I once knew a woman who lived in a tree. Or just about. Nearly. The house she inherited was beneath a trophy silver maple, the largest such in the entire state, as a matter of fact, dwarfing an otherwise impressive two-story shingled charmer of decent vintage in every way it is possible to dominate, engulf, rule and dwindle the resources of a domicile, and the silence, of course, was stupendous. The light, on the other hand, through each and every window, was unrelenting tree-light, slow movements of varying shadows with, very occasionally, a freckle or two of sunshine. The hour was always arboreal. One had to go outside and walk to the highway to see whether the sun was shining and it was, of course, always very hard to tell the time of any day except in winter when the tree was bare and the house swept by branch and twig light which threshed and twitched through the months of cold.
She had a boy, a very tall one, who not only kept gerbils and tropical fish, but an iguana and several hives of bees. He gathered honey and wax from them and there was a daughter, as well, who went up and up on a swing that stretched from the lowest branch of the tree. The boy became a biologist, the girl a poet when she wasn’t contending in some long-distance charity race or other.
When the tree attained landmark status, it was given a small wooden plaque with raised metal letters to be placed in front of, not on (of course) the trunk. A circle of iron stakes at the drip line of the branches threaded with braided wire was installed by some department or other to prevent viewers from trampling the earth beneath the tree, compacting the soil, snuffing aeration and hardening it against rainfall in general. The tree, the tree, everything was for the tree and my friend’s house was viewed by its many visitors as the tree-keepers lodging and nothing more. (Were there brochures? May I use the restroom? How old is the tree and what is its name? Do you serve anything here? I hope you are organic. . . .)

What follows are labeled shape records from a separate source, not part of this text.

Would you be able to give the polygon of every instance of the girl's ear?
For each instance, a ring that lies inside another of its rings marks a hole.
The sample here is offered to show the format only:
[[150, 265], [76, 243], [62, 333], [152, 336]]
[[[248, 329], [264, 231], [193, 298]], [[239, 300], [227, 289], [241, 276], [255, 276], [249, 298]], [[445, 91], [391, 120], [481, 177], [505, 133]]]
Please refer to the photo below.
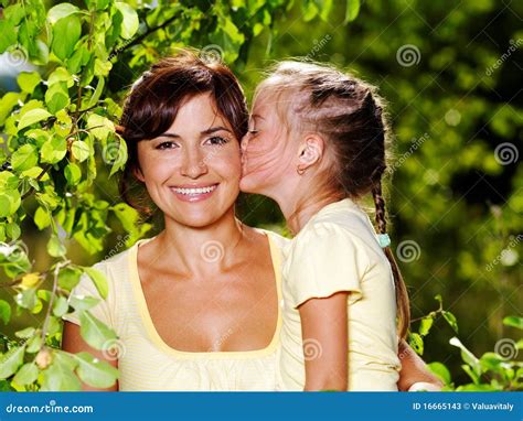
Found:
[[321, 136], [318, 134], [307, 134], [303, 139], [303, 143], [299, 149], [299, 164], [298, 171], [303, 172], [309, 166], [314, 165], [316, 163], [321, 161], [323, 156], [325, 143]]
[[135, 175], [135, 177], [138, 180], [138, 181], [141, 181], [142, 183], [146, 182], [146, 177], [143, 176], [143, 173], [141, 172], [141, 169], [139, 165], [135, 166], [132, 169], [132, 175]]

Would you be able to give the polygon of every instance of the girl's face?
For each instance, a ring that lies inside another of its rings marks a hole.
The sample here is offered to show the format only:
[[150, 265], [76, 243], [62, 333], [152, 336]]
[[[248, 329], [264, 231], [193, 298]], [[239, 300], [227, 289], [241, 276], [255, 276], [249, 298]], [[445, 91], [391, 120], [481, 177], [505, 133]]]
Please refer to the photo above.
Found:
[[257, 96], [253, 105], [249, 131], [242, 140], [243, 192], [274, 196], [288, 175], [296, 172], [296, 144], [269, 94]]
[[138, 142], [138, 162], [135, 175], [174, 222], [203, 227], [234, 213], [238, 141], [209, 94], [188, 99], [164, 133]]

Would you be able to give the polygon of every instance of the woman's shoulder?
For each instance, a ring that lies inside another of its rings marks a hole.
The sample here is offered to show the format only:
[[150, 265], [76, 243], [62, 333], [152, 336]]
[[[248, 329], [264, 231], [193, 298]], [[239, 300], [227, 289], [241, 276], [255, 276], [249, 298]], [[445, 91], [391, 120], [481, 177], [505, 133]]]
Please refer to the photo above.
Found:
[[[254, 231], [257, 231], [259, 234], [264, 234], [265, 236], [267, 236], [269, 241], [279, 249], [284, 249], [291, 241], [289, 238], [282, 236], [282, 229], [279, 229], [279, 227], [277, 226], [275, 226], [273, 229], [253, 227], [249, 227], [249, 229], [253, 229]], [[279, 230], [279, 233], [277, 230]]]
[[127, 248], [125, 250], [121, 250], [121, 251], [120, 251], [120, 249], [122, 247], [125, 247], [125, 245], [117, 244], [115, 247], [109, 249], [109, 251], [107, 252], [107, 255], [105, 256], [105, 258], [103, 260], [99, 260], [98, 262], [93, 265], [93, 267], [95, 269], [103, 270], [103, 271], [106, 271], [106, 272], [107, 271], [113, 271], [114, 272], [114, 271], [118, 271], [118, 270], [121, 270], [121, 269], [127, 269], [128, 263], [129, 263], [129, 259], [134, 255], [136, 256], [136, 249], [138, 248], [138, 246], [140, 244], [148, 242], [152, 238], [139, 239], [132, 246], [130, 246], [129, 248]]

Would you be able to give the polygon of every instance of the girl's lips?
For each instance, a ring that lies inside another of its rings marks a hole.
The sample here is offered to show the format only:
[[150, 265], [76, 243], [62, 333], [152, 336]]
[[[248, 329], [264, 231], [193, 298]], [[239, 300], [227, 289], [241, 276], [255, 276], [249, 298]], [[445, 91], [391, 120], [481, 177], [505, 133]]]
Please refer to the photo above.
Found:
[[211, 197], [217, 186], [218, 184], [210, 184], [205, 186], [177, 186], [170, 188], [180, 201], [193, 203]]

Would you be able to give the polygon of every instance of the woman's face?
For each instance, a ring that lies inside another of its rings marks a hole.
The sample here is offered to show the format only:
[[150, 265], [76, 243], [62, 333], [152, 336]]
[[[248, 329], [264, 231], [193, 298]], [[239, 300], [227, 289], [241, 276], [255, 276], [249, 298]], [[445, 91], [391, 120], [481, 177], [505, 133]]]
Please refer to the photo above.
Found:
[[164, 133], [138, 142], [138, 162], [136, 176], [177, 223], [203, 227], [234, 212], [242, 170], [238, 140], [210, 94], [188, 99]]
[[271, 196], [296, 171], [296, 144], [277, 112], [276, 99], [262, 93], [253, 104], [249, 131], [242, 140], [243, 192]]

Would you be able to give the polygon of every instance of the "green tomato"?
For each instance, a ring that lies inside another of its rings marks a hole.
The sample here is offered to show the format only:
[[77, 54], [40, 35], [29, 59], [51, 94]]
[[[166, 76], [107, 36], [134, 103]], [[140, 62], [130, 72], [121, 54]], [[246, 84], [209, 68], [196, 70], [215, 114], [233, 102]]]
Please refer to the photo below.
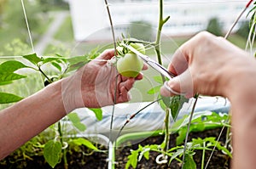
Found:
[[[140, 42], [131, 42], [130, 43], [130, 45], [137, 49], [137, 51], [139, 51], [140, 53], [142, 53], [143, 54], [146, 54], [146, 49], [145, 49], [145, 47], [143, 43], [140, 43]], [[131, 52], [132, 53], [132, 52]]]
[[143, 70], [143, 61], [135, 54], [126, 54], [117, 61], [118, 72], [125, 77], [136, 77]]

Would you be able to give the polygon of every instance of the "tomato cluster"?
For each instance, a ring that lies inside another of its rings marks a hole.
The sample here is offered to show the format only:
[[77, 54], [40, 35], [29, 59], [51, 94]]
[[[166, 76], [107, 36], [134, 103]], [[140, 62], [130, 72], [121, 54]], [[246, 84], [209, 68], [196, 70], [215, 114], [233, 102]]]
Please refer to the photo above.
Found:
[[[131, 47], [145, 54], [145, 47], [143, 43], [131, 42]], [[143, 61], [133, 52], [128, 51], [117, 61], [118, 72], [126, 77], [136, 77], [143, 70]]]

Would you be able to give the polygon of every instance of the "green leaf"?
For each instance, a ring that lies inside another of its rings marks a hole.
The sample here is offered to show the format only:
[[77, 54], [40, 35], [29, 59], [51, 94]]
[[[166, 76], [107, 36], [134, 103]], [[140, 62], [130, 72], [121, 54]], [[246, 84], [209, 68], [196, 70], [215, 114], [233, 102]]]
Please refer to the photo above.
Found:
[[90, 109], [90, 110], [92, 110], [96, 115], [96, 117], [97, 118], [98, 121], [102, 121], [103, 118], [103, 115], [102, 115], [102, 109]]
[[188, 154], [185, 154], [183, 168], [184, 169], [196, 169], [196, 164], [195, 164], [193, 157]]
[[10, 104], [18, 102], [23, 99], [23, 98], [20, 96], [16, 96], [15, 94], [7, 93], [0, 93], [0, 104]]
[[71, 122], [73, 123], [73, 125], [79, 131], [84, 132], [86, 130], [86, 126], [81, 123], [80, 118], [77, 113], [69, 113], [67, 116], [71, 121]]
[[11, 84], [13, 82], [0, 82], [0, 86]]
[[57, 68], [57, 70], [59, 70], [59, 71], [61, 71], [61, 66], [58, 64], [58, 63], [56, 63], [56, 62], [51, 62], [51, 65], [53, 65], [53, 66], [55, 66], [55, 68]]
[[154, 87], [149, 89], [147, 93], [148, 93], [148, 94], [154, 94], [154, 93], [160, 92], [160, 87], [161, 87], [161, 86]]
[[137, 167], [138, 155], [138, 150], [131, 150], [131, 155], [128, 156], [128, 161], [125, 165], [125, 169], [128, 169], [131, 165], [133, 168]]
[[87, 140], [84, 138], [79, 138], [73, 139], [73, 143], [74, 143], [77, 145], [84, 145], [93, 150], [99, 151], [99, 149], [96, 146], [94, 146], [91, 142], [90, 142], [89, 140]]
[[25, 65], [21, 62], [16, 60], [9, 60], [3, 62], [0, 65], [0, 74], [8, 74], [13, 73], [15, 70], [21, 68], [27, 68], [28, 66]]
[[182, 109], [183, 104], [189, 101], [188, 99], [181, 95], [172, 96], [172, 98], [162, 96], [162, 100], [166, 106], [171, 109], [171, 114], [174, 121], [176, 121], [179, 110]]
[[52, 168], [60, 161], [61, 148], [61, 144], [54, 140], [47, 142], [44, 145], [44, 156]]
[[160, 84], [163, 84], [163, 79], [162, 76], [154, 76], [154, 80], [155, 81], [155, 82], [160, 83]]
[[183, 104], [188, 102], [189, 99], [184, 96], [173, 96], [171, 100], [171, 113], [174, 121], [179, 113], [179, 110], [182, 109]]
[[32, 63], [34, 65], [37, 66], [39, 62], [44, 61], [43, 59], [38, 57], [37, 54], [24, 55], [23, 58], [27, 59], [28, 61], [30, 61], [31, 63]]
[[26, 77], [23, 75], [16, 73], [0, 74], [0, 82], [9, 82], [15, 80], [19, 80]]
[[[44, 58], [43, 60], [43, 64], [47, 64], [47, 63], [50, 63], [53, 61], [58, 61], [58, 60], [61, 60], [63, 62], [66, 61], [65, 58], [62, 58], [62, 56], [57, 55], [58, 57], [48, 57], [48, 58]], [[60, 58], [61, 57], [61, 58]]]
[[69, 63], [68, 71], [72, 71], [84, 66], [89, 62], [89, 59], [88, 56], [76, 56], [67, 59], [67, 61]]

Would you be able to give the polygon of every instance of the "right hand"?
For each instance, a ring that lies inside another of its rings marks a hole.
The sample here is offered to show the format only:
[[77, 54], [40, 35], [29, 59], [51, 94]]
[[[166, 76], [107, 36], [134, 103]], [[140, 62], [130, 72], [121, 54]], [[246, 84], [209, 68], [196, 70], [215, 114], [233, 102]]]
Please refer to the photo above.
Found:
[[[223, 37], [201, 32], [174, 54], [168, 70], [177, 76], [167, 84], [172, 90], [185, 93], [187, 98], [195, 93], [227, 97], [229, 87], [241, 75], [236, 70], [246, 69], [247, 62], [254, 62], [247, 59], [251, 57], [245, 59], [247, 55]], [[166, 97], [175, 95], [164, 87], [160, 93]]]

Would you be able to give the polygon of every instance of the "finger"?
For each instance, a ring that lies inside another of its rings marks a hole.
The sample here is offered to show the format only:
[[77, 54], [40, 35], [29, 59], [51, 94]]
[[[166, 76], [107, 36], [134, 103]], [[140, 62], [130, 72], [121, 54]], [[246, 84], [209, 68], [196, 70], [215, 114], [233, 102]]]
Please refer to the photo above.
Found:
[[189, 55], [184, 48], [184, 46], [182, 46], [174, 53], [172, 62], [168, 66], [168, 70], [174, 75], [180, 75], [188, 69]]
[[148, 70], [148, 65], [147, 64], [143, 64], [143, 70]]
[[135, 77], [135, 80], [139, 81], [139, 80], [142, 80], [143, 78], [143, 74], [139, 73], [138, 76], [137, 76], [137, 77]]
[[110, 59], [113, 56], [114, 56], [114, 49], [106, 49], [96, 59], [108, 60]]
[[195, 93], [189, 70], [171, 79], [166, 85], [167, 87], [163, 86], [160, 88], [160, 94], [165, 97], [180, 94], [191, 98]]
[[125, 87], [120, 88], [120, 93], [117, 96], [117, 103], [127, 102], [131, 99], [131, 96]]
[[134, 78], [129, 78], [126, 81], [119, 83], [119, 88], [122, 89], [124, 87], [127, 91], [129, 91], [133, 87], [134, 82], [135, 82]]

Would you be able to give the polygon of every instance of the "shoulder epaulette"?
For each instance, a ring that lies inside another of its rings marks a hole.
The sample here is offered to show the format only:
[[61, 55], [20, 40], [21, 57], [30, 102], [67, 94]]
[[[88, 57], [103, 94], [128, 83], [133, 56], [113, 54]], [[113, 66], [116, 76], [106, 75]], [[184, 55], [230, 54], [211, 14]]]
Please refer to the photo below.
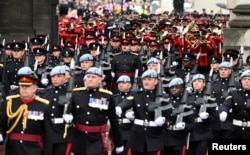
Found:
[[81, 90], [86, 90], [87, 87], [78, 87], [78, 88], [74, 88], [73, 91], [81, 91]]
[[121, 54], [121, 53], [122, 53], [122, 52], [119, 52], [119, 53], [114, 53], [114, 54], [113, 54], [113, 56], [115, 56], [115, 55], [119, 55], [119, 54]]
[[6, 97], [6, 100], [9, 100], [9, 99], [12, 99], [12, 98], [18, 98], [18, 97], [20, 97], [19, 94], [17, 94], [17, 95], [10, 95], [10, 96]]
[[127, 97], [127, 100], [133, 100], [134, 99], [134, 96], [128, 96]]
[[112, 93], [111, 91], [106, 90], [106, 89], [103, 89], [103, 88], [100, 88], [99, 91], [102, 92], [102, 93], [106, 93], [106, 94], [109, 94], [109, 95], [113, 95], [113, 93]]
[[133, 54], [133, 55], [139, 55], [138, 53], [134, 53], [134, 52], [130, 52], [131, 54]]
[[37, 101], [39, 101], [39, 102], [42, 102], [42, 103], [44, 103], [44, 104], [49, 104], [49, 100], [46, 100], [46, 99], [41, 98], [41, 97], [39, 97], [39, 96], [36, 96], [36, 97], [35, 97], [35, 100], [37, 100]]

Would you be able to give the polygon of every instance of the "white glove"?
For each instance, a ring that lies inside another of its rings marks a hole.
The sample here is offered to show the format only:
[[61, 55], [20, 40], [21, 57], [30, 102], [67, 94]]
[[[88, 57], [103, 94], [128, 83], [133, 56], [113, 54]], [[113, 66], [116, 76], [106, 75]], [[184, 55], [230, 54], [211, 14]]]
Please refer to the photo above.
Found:
[[166, 121], [166, 118], [161, 116], [155, 119], [155, 124], [157, 126], [162, 126], [165, 123], [165, 121]]
[[0, 142], [3, 142], [3, 135], [0, 133]]
[[193, 92], [193, 87], [187, 87], [186, 88], [186, 91], [190, 94]]
[[186, 123], [185, 122], [179, 122], [175, 125], [176, 130], [183, 130], [185, 129]]
[[44, 85], [44, 86], [47, 86], [49, 84], [49, 79], [42, 79], [41, 80], [41, 83]]
[[202, 112], [202, 113], [199, 114], [199, 117], [200, 117], [201, 119], [207, 119], [208, 116], [209, 116], [209, 113], [207, 113], [207, 112]]
[[72, 123], [73, 115], [72, 114], [63, 114], [63, 119], [65, 123]]
[[227, 112], [222, 111], [220, 113], [220, 121], [224, 122], [227, 119]]
[[134, 111], [128, 111], [125, 114], [125, 117], [129, 119], [130, 121], [133, 121], [135, 119], [135, 112]]
[[124, 150], [124, 147], [123, 147], [123, 146], [120, 146], [120, 147], [116, 147], [116, 148], [115, 148], [115, 152], [116, 152], [117, 154], [122, 153], [123, 150]]
[[122, 108], [121, 107], [115, 107], [115, 113], [118, 117], [121, 117], [122, 115]]

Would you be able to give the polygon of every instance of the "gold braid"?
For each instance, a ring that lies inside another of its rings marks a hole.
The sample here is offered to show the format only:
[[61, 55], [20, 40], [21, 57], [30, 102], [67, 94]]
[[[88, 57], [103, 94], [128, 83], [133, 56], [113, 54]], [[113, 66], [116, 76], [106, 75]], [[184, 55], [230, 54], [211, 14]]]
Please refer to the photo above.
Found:
[[7, 103], [7, 109], [6, 109], [6, 113], [7, 116], [9, 118], [8, 123], [10, 121], [10, 119], [16, 118], [14, 124], [11, 126], [11, 128], [9, 130], [6, 131], [7, 134], [11, 133], [14, 128], [17, 126], [17, 123], [19, 122], [20, 118], [23, 115], [23, 130], [26, 129], [26, 125], [27, 125], [27, 119], [28, 119], [28, 106], [27, 104], [22, 104], [16, 112], [12, 112], [12, 99], [9, 99], [8, 103]]

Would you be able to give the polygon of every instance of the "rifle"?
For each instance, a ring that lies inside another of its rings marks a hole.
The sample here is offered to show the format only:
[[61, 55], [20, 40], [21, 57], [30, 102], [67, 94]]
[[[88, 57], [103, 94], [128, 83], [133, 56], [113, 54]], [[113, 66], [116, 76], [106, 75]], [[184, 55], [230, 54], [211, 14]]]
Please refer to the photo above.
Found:
[[[59, 96], [59, 100], [58, 100], [58, 104], [64, 106], [63, 109], [63, 115], [67, 114], [69, 110], [69, 105], [71, 103], [71, 99], [72, 99], [72, 91], [74, 89], [74, 71], [75, 71], [75, 60], [71, 59], [71, 63], [70, 63], [70, 78], [69, 81], [67, 83], [67, 92], [66, 95], [61, 95]], [[67, 129], [70, 126], [70, 124], [65, 123], [65, 127], [64, 127], [64, 134], [63, 134], [63, 138], [65, 138], [67, 136]]]

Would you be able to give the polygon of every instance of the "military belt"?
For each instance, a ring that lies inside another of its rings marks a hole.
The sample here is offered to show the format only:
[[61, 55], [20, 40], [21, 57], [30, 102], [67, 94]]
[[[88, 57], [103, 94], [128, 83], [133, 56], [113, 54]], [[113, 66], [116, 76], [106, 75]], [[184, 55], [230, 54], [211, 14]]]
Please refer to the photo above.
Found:
[[10, 133], [8, 135], [8, 139], [19, 140], [20, 142], [22, 141], [35, 142], [35, 143], [38, 143], [41, 149], [43, 149], [43, 138], [41, 135]]
[[81, 132], [104, 133], [107, 131], [108, 126], [106, 124], [98, 126], [90, 126], [77, 123], [75, 124], [75, 128], [76, 130], [79, 130]]
[[250, 127], [250, 121], [241, 121], [233, 119], [233, 125], [239, 126], [239, 127]]
[[131, 123], [131, 121], [127, 118], [121, 118], [121, 119], [118, 119], [118, 122], [119, 124], [128, 124], [128, 123]]
[[157, 127], [154, 121], [135, 119], [134, 124], [139, 126]]

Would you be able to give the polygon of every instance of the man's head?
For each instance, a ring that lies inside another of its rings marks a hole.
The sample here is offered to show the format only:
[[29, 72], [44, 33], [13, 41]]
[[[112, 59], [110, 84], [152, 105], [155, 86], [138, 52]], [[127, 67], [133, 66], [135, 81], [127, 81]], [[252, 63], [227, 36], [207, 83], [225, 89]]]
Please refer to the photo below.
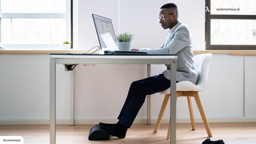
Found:
[[179, 22], [178, 16], [177, 6], [173, 3], [168, 3], [160, 8], [159, 23], [164, 29], [171, 29]]

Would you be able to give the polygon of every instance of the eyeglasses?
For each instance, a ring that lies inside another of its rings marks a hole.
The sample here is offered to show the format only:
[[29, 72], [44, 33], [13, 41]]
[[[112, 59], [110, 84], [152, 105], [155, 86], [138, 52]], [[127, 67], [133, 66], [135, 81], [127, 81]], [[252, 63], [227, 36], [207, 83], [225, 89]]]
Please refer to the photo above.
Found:
[[160, 19], [162, 19], [162, 20], [164, 20], [164, 16], [167, 16], [167, 15], [170, 15], [170, 14], [174, 14], [174, 13], [170, 13], [170, 14], [165, 14], [165, 15], [161, 15], [158, 18], [158, 19], [160, 21]]

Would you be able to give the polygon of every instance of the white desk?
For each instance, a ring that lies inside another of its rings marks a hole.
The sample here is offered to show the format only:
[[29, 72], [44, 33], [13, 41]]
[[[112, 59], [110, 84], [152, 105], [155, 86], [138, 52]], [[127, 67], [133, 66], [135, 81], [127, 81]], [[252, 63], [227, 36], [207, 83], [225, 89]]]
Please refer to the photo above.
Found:
[[56, 143], [56, 64], [165, 64], [171, 71], [171, 138], [176, 144], [176, 72], [175, 55], [50, 55], [50, 144]]

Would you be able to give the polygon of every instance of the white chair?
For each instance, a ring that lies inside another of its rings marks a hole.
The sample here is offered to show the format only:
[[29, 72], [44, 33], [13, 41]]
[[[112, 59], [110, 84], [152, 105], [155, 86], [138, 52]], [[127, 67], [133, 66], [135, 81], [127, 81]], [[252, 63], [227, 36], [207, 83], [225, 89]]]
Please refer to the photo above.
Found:
[[[201, 99], [198, 95], [198, 92], [202, 91], [206, 87], [208, 77], [208, 72], [209, 72], [210, 62], [212, 56], [212, 55], [211, 53], [208, 53], [199, 54], [194, 57], [193, 60], [195, 69], [199, 72], [200, 73], [199, 77], [195, 85], [192, 83], [187, 81], [182, 81], [176, 84], [176, 101], [178, 97], [187, 96], [192, 131], [195, 130], [195, 121], [191, 103], [191, 96], [194, 97], [195, 98], [201, 117], [202, 117], [203, 122], [204, 122], [204, 124], [206, 128], [206, 131], [208, 134], [208, 136], [210, 137], [212, 137], [212, 135], [205, 113], [205, 111], [204, 110], [204, 108], [203, 108], [201, 102]], [[157, 121], [156, 126], [155, 127], [154, 132], [157, 132], [158, 129], [159, 128], [159, 126], [162, 120], [164, 111], [165, 111], [165, 109], [166, 108], [166, 107], [170, 98], [170, 88], [163, 92], [159, 92], [159, 93], [161, 94], [165, 95], [165, 96], [159, 113], [159, 116]], [[170, 139], [170, 124], [169, 122], [167, 138], [168, 140]]]

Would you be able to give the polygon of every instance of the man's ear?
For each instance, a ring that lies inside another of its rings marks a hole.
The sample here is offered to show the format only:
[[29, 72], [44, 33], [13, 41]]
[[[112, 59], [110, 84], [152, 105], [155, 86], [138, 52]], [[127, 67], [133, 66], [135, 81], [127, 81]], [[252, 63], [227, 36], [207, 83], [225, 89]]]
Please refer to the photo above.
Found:
[[173, 20], [175, 20], [175, 19], [177, 18], [177, 15], [176, 14], [176, 13], [173, 13], [173, 14], [172, 14], [172, 19]]

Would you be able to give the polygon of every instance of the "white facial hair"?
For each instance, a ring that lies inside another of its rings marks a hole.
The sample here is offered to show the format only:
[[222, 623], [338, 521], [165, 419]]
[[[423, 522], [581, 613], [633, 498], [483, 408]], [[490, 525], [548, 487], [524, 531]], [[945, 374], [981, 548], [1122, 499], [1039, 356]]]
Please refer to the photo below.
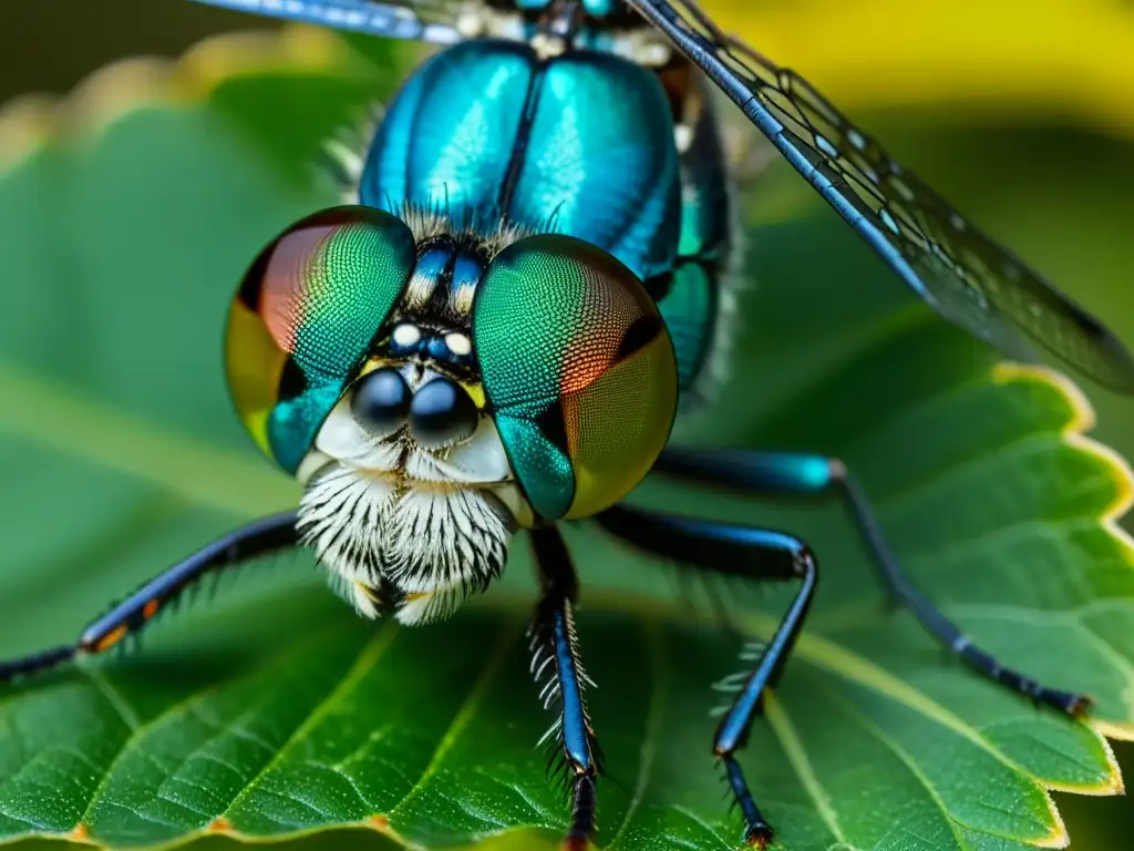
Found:
[[379, 597], [392, 591], [393, 603], [404, 596], [401, 623], [441, 620], [502, 572], [513, 521], [501, 498], [515, 486], [491, 421], [464, 446], [430, 453], [375, 443], [337, 410], [311, 462], [303, 544], [363, 616], [378, 617]]

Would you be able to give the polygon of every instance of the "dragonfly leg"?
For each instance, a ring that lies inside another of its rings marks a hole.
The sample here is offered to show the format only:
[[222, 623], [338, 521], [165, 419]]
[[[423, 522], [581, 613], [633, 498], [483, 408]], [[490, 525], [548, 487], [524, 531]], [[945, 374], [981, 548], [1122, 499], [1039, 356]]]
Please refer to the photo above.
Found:
[[713, 753], [725, 766], [728, 784], [744, 814], [748, 844], [765, 848], [772, 829], [748, 791], [736, 760], [748, 730], [763, 713], [765, 689], [775, 688], [803, 629], [819, 580], [819, 565], [798, 538], [767, 529], [753, 529], [706, 520], [679, 517], [615, 506], [596, 517], [600, 525], [623, 540], [686, 570], [753, 581], [798, 581], [799, 590], [747, 675], [713, 739]]
[[1083, 694], [1050, 689], [1001, 665], [995, 656], [974, 644], [919, 591], [882, 534], [866, 492], [841, 461], [809, 453], [679, 448], [662, 453], [654, 470], [688, 481], [722, 485], [761, 496], [838, 495], [850, 509], [863, 541], [873, 554], [874, 565], [886, 588], [909, 607], [942, 647], [982, 676], [1036, 703], [1047, 703], [1067, 715], [1081, 715], [1090, 708], [1090, 698]]
[[163, 571], [105, 615], [93, 621], [74, 644], [62, 644], [18, 659], [0, 660], [0, 684], [53, 668], [81, 654], [101, 654], [116, 647], [127, 635], [139, 632], [158, 612], [180, 597], [202, 576], [294, 547], [297, 544], [295, 522], [295, 512], [276, 514], [210, 544]]
[[553, 528], [532, 531], [541, 595], [528, 629], [532, 673], [544, 707], [559, 706], [559, 717], [544, 740], [556, 740], [549, 766], [564, 772], [572, 790], [570, 828], [564, 851], [583, 851], [594, 835], [595, 780], [602, 752], [586, 713], [583, 689], [591, 683], [578, 657], [573, 607], [578, 580], [562, 536]]

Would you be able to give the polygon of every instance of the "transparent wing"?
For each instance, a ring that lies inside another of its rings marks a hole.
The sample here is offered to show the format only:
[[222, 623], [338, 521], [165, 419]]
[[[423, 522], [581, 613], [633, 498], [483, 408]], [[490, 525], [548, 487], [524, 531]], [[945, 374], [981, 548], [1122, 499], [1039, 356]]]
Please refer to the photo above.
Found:
[[1017, 329], [1134, 394], [1134, 361], [1094, 317], [966, 221], [794, 71], [720, 32], [689, 0], [626, 0], [700, 66], [941, 315], [1014, 355]]
[[462, 14], [475, 10], [468, 0], [196, 0], [206, 6], [268, 15], [284, 20], [353, 30], [388, 39], [451, 44], [464, 36]]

The house, nonetheless, was rental property during the summer, which made the let a bit dicey, what with all the visitors. A gloomy poet one year, loved the darkness. A mystery writer, for the same reason. My friend went to the family cabin in Maine and a “sensitive,” a woman with crimson hair, leased the house.
I remember my friend looking at the tree as if intuiting its demeanor. I do think she was aware of its moods, its many shifts of emphasis, its ability to go through storm and adversity.
When she was not very old, she sensed the tree’s impending death and then her own.
They went together and the house filled with light.